A beautiful diary from the perspective of a zucchini plant being grown on the International Space Station. He is lonely, but full of love, and I can only imagine the astronaut writing on his behalf might feel similar.
I sprouted, thrust into this world without anyone consulting me. I am not one of the beautiful; I am not one that by any other name instills flutters in the human heart. I am the kind that makes little boys gag at the dinner table thus being sent to bed without their dessert. I am utilitarian, hearty vegetative matter that can thrive under harsh conditions. I am zucchini – and I am in space.

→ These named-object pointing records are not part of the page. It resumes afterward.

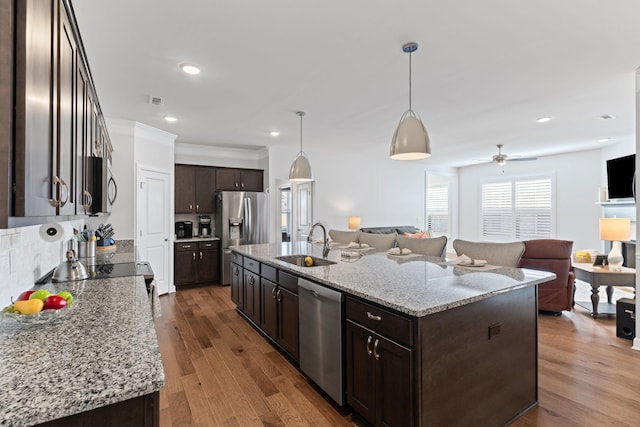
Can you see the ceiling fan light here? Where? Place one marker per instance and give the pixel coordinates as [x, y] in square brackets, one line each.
[410, 140]
[300, 169]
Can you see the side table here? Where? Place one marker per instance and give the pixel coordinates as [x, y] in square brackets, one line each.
[602, 276]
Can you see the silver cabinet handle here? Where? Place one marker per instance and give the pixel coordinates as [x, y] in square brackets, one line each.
[373, 316]
[369, 352]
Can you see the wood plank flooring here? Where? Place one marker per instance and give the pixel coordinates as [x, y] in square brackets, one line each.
[221, 372]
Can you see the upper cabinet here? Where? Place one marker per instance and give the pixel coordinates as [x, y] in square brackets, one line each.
[194, 188]
[230, 179]
[58, 123]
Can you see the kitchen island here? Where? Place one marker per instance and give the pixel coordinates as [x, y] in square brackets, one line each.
[100, 364]
[427, 342]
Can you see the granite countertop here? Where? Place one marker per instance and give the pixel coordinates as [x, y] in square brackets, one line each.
[412, 284]
[196, 239]
[104, 351]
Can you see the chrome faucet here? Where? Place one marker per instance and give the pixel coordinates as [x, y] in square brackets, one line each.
[325, 246]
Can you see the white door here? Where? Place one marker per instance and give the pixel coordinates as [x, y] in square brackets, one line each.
[302, 209]
[154, 224]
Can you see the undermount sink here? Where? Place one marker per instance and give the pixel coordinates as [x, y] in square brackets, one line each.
[299, 260]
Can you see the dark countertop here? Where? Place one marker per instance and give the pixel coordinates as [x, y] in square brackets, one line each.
[412, 284]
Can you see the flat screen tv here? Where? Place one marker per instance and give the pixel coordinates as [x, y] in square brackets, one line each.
[621, 177]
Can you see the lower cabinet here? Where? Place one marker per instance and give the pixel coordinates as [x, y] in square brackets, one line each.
[379, 371]
[197, 263]
[280, 316]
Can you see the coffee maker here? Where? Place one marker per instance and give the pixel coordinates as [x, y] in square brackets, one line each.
[204, 229]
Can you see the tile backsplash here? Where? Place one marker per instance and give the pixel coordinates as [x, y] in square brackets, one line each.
[25, 257]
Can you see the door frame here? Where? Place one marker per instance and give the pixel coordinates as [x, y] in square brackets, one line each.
[140, 167]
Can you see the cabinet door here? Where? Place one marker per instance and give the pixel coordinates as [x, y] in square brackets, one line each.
[251, 180]
[185, 192]
[34, 78]
[269, 302]
[252, 295]
[288, 325]
[208, 270]
[237, 285]
[394, 390]
[185, 267]
[360, 370]
[64, 135]
[227, 179]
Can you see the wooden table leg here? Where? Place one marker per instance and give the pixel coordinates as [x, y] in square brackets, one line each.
[595, 300]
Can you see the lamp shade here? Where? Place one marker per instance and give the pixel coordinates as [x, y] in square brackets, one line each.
[300, 169]
[410, 140]
[354, 222]
[615, 229]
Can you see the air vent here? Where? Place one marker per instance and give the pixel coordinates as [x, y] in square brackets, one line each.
[156, 100]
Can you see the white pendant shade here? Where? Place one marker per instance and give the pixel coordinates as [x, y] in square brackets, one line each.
[300, 169]
[410, 141]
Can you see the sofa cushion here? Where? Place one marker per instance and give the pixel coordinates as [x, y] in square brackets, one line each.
[379, 241]
[430, 247]
[504, 254]
[340, 236]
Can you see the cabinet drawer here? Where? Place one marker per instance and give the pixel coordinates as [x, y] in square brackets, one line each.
[288, 281]
[191, 246]
[385, 322]
[236, 258]
[251, 265]
[269, 272]
[212, 245]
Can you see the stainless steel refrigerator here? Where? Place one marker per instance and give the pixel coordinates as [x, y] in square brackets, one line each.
[241, 218]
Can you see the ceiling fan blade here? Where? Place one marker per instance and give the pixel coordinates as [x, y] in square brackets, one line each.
[521, 159]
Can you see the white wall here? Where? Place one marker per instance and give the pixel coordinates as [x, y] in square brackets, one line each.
[578, 179]
[365, 183]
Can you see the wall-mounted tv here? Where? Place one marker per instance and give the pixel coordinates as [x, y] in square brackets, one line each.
[621, 178]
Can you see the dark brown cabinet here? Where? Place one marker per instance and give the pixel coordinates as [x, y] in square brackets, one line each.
[52, 110]
[231, 179]
[379, 370]
[196, 263]
[280, 309]
[194, 189]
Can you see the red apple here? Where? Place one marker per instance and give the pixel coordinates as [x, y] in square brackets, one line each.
[25, 295]
[54, 302]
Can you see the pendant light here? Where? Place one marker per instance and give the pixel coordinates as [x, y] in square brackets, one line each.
[410, 140]
[300, 168]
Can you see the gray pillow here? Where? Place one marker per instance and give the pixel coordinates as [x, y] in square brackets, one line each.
[379, 241]
[431, 247]
[343, 236]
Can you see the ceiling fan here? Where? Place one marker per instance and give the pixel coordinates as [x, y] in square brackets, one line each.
[501, 158]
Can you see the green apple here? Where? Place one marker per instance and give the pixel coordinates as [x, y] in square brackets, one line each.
[66, 295]
[40, 294]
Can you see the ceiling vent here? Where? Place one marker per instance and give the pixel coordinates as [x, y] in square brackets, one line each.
[156, 100]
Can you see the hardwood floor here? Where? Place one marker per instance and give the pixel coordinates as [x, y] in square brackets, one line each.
[221, 372]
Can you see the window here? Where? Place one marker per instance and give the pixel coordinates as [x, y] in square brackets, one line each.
[518, 209]
[438, 210]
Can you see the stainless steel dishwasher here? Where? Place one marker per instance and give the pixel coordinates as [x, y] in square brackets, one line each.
[321, 319]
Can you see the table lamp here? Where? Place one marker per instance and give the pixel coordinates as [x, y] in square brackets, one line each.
[354, 222]
[615, 230]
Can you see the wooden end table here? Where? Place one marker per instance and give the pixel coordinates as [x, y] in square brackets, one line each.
[602, 276]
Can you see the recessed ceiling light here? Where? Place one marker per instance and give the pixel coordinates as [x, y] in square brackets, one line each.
[190, 69]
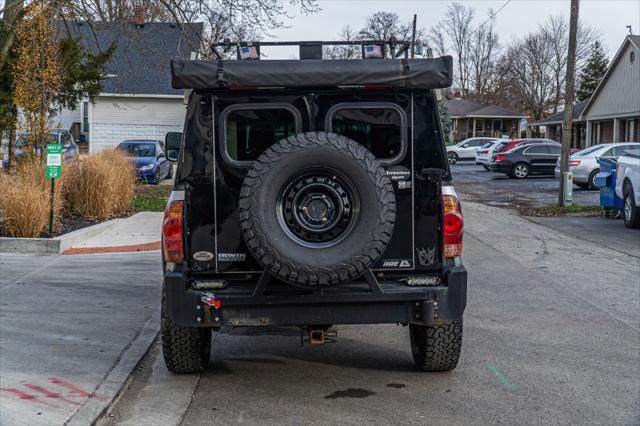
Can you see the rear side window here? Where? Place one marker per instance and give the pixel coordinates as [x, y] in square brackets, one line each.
[381, 128]
[250, 129]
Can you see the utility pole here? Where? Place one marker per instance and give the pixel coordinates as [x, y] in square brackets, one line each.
[565, 183]
[413, 36]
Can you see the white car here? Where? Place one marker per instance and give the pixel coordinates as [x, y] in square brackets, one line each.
[466, 149]
[484, 154]
[628, 187]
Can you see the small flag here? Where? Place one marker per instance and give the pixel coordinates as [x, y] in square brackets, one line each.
[372, 51]
[248, 52]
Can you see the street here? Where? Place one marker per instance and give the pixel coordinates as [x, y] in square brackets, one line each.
[551, 336]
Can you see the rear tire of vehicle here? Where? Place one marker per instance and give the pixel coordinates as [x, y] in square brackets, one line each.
[302, 162]
[452, 157]
[436, 348]
[592, 180]
[630, 212]
[520, 171]
[185, 349]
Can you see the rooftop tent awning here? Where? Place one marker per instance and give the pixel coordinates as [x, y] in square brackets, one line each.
[428, 73]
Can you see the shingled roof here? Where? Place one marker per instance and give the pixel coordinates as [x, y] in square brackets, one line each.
[558, 118]
[461, 108]
[140, 64]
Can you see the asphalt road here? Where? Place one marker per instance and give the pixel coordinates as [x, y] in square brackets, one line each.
[552, 335]
[497, 189]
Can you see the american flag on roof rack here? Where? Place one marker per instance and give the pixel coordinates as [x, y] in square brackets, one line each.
[372, 51]
[248, 52]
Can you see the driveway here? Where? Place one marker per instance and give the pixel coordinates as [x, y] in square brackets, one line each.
[551, 336]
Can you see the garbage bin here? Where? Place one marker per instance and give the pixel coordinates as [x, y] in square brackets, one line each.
[606, 180]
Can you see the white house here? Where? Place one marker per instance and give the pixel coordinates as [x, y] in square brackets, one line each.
[612, 113]
[137, 100]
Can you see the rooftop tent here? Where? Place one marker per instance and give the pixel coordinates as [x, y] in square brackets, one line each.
[427, 73]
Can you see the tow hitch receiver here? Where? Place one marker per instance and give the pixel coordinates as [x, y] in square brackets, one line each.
[320, 336]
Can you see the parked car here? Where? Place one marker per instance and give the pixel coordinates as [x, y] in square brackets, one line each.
[282, 225]
[628, 186]
[149, 159]
[484, 154]
[526, 159]
[70, 151]
[504, 146]
[584, 164]
[466, 149]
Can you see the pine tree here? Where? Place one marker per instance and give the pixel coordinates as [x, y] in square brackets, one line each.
[592, 72]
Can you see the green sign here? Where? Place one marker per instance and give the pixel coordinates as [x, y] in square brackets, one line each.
[54, 160]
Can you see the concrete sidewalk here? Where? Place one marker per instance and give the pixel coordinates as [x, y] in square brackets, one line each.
[72, 329]
[139, 232]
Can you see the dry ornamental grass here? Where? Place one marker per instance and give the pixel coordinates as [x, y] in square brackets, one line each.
[100, 186]
[25, 200]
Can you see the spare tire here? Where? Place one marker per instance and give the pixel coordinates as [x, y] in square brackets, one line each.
[317, 209]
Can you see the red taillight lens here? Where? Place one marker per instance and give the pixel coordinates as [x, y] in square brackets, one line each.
[172, 233]
[453, 226]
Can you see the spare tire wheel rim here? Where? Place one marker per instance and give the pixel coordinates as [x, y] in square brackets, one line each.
[318, 208]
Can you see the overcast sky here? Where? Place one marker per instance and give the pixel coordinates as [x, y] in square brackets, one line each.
[518, 17]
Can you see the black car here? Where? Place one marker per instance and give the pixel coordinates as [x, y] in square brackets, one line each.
[312, 193]
[527, 159]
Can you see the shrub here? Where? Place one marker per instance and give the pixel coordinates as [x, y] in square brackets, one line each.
[100, 186]
[25, 200]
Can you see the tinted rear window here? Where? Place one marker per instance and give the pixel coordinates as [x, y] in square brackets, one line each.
[378, 129]
[249, 132]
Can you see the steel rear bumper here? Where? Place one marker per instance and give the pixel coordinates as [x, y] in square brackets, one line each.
[249, 305]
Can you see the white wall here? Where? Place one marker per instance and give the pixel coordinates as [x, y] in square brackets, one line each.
[114, 119]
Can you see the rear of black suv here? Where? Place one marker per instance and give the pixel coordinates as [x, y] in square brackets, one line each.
[312, 193]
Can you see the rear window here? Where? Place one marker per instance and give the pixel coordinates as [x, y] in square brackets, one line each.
[250, 130]
[379, 128]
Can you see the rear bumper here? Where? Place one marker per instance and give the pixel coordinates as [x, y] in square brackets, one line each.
[248, 305]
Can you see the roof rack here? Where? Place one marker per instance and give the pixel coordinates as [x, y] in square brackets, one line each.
[373, 49]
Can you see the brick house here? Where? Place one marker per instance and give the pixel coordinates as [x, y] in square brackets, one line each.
[137, 100]
[470, 119]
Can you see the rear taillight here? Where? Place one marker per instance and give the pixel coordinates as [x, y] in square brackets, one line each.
[172, 232]
[453, 226]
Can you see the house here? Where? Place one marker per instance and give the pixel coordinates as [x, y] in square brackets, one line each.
[137, 100]
[470, 119]
[612, 113]
[553, 126]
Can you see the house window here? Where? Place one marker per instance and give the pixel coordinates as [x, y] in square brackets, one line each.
[85, 117]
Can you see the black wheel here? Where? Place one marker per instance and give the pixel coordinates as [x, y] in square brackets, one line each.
[185, 349]
[520, 171]
[316, 209]
[452, 157]
[436, 348]
[592, 179]
[630, 212]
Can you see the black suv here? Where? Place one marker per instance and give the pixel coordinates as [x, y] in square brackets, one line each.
[312, 193]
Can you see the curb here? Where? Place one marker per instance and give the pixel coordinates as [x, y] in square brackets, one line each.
[118, 378]
[53, 245]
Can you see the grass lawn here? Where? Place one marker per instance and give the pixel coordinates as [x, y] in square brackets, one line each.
[151, 198]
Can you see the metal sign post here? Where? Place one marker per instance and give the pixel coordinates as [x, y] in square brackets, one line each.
[53, 172]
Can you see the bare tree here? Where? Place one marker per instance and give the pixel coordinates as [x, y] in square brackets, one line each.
[457, 24]
[343, 52]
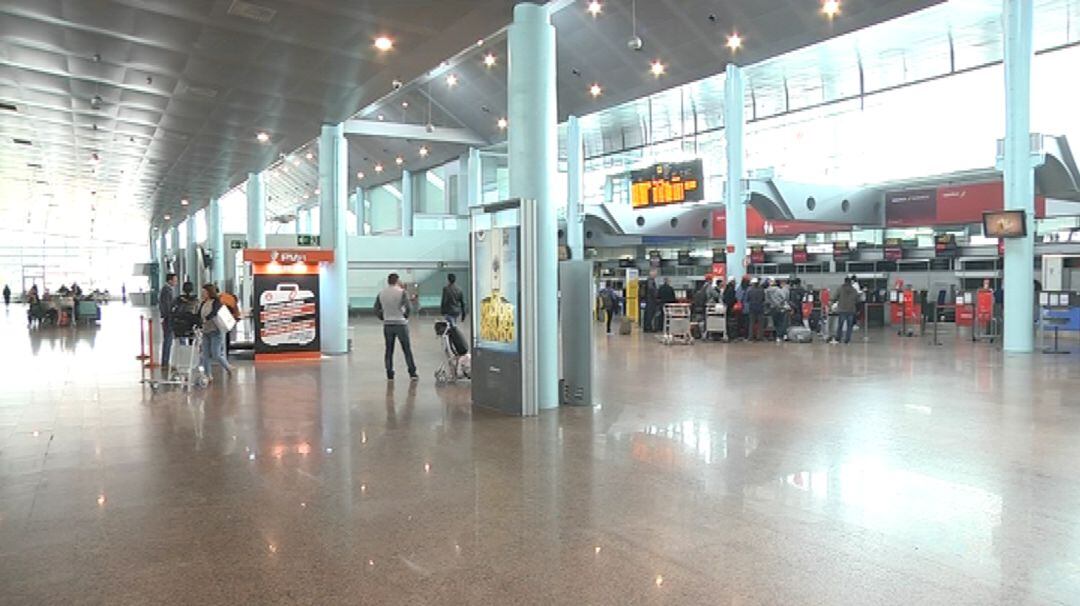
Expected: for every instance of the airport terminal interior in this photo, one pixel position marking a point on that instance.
(567, 301)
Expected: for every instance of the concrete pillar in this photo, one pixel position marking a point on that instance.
(575, 178)
(174, 246)
(534, 160)
(474, 179)
(734, 202)
(215, 242)
(256, 211)
(1018, 177)
(333, 282)
(408, 203)
(191, 263)
(361, 207)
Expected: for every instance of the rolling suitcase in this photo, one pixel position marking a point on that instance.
(799, 335)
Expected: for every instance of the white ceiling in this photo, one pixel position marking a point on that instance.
(169, 94)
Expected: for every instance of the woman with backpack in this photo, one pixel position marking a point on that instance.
(213, 338)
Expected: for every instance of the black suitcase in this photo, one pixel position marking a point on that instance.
(458, 341)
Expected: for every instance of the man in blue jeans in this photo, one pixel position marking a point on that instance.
(847, 298)
(391, 306)
(165, 310)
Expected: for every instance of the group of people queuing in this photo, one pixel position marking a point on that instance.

His growth brings joy in space:
My gardener fusses with my leaves. I am not sure if I like that. I now have four and I do not quite understand why he behaves this way. He sticks his nose up against them. Does he take me for some sort of a handkerchief? Apparently he takes pleasure in my earthy green smell. There is nothing like the smell of living green in this forest of engineered machinery. I see the resultant smile. Maybe this is one of my roles as a crewmember on this expedition.
On Valentine’s day, when the astronaut is speaking with his partner on Earth:
He said to her, “I can not offer you much; I can only give you a space zucchini.” The image of my orange blossom was beamed across the void between spacecraft and Earth. Her heart melted. I felt as much a rose as any rose could ever be. He picked my flower and opened a large book, an atlas. Placing my bloom on the map of Texas, over Houston town, he closed the book and clamped it shut with a piece of Kapton tape. He said come July, when our mission is over, he will present this to her in person. I thought that something must be wrong for both of them had tears. In space, tears do not run down your cheeks but remain as a glob in the corner of your eye.